Monsignor Georges Lemaître is the father of the Big Bang. He invented what is widely known as the “Big Bang theory” of the origin of the universe. It was Lemaître who first proposed the “hypothesis of the primeval atom” calling it “the beginning of the world”.
His theory explained that the recession of nearby galaxies was because of an expanding universe. Hubble observationally confirmed his theory which is now known in science as the Hubble–Lemaître Law.
“This is the most beautiful and satisfactory explanation of creation to which I have ever listened”.
Albert Einstein.

Lemaître was a pioneer in applying Albert Einstein’s theory of general relativity to cosmology. In 1933 at the California Institute of Technology, after Lemaître detailed his primeval atom theory, Einstein stood up and applauded saying, “This is the most beautiful and satisfactory explanation of creation to which I have ever listened.”
Georges Henri Joseph Édouard Lemaître (17 July 1894 – 20 June 1966) was a Belgian Catholic priest, a mathematician, astronomer, and professor of physics at the Catholic University of Louvain.

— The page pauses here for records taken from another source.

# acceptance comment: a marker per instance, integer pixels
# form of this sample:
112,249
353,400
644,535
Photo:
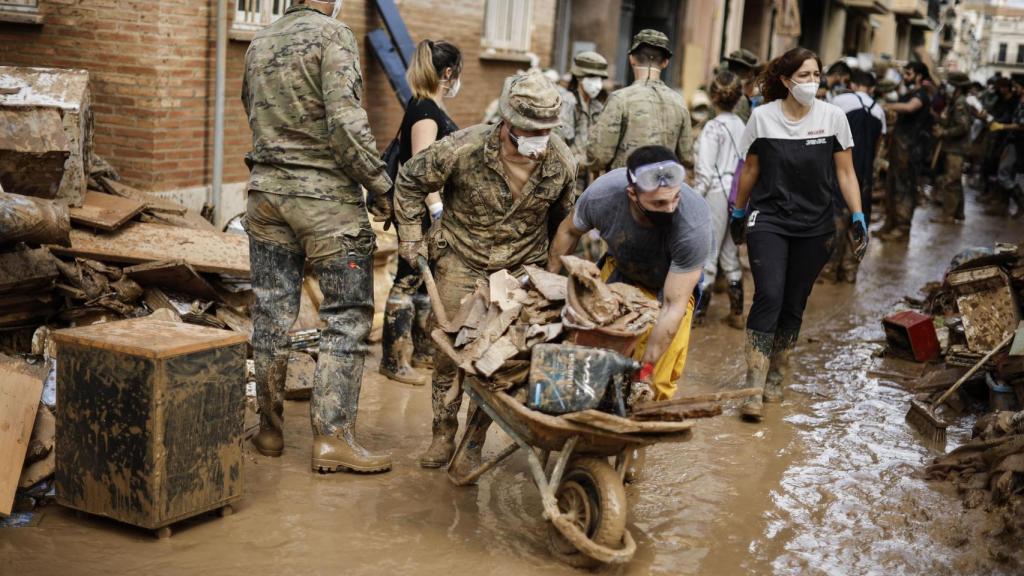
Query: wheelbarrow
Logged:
583,496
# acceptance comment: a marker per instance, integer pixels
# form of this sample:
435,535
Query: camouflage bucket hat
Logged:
958,79
530,101
589,64
651,38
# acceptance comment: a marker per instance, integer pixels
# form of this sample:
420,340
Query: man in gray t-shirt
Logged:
658,233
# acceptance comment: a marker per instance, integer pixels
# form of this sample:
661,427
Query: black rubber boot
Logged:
396,344
423,345
736,304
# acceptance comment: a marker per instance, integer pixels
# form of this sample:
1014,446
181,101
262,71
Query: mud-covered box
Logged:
150,420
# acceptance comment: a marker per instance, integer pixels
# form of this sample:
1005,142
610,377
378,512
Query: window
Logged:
26,11
251,15
507,28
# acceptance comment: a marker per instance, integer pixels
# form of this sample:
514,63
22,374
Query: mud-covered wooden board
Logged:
18,401
137,242
145,337
104,211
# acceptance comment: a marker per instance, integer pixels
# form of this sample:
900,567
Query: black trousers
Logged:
784,269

“It seems that the science of today, by going back in one leap millions of centuries, has succeeded in being a witness to that primordial Fiat Lux, when, out of nothing, there burst forth with matter a sea of light and radiation, while the particles of chemical elements split and reunited in millions of galaxies”.
Pope Pius XII

“Georges Lemaitre was the first to propose a model in which the universe had such an infinitely dense beginning. So he, not George Gamow, is the father of the big bang”.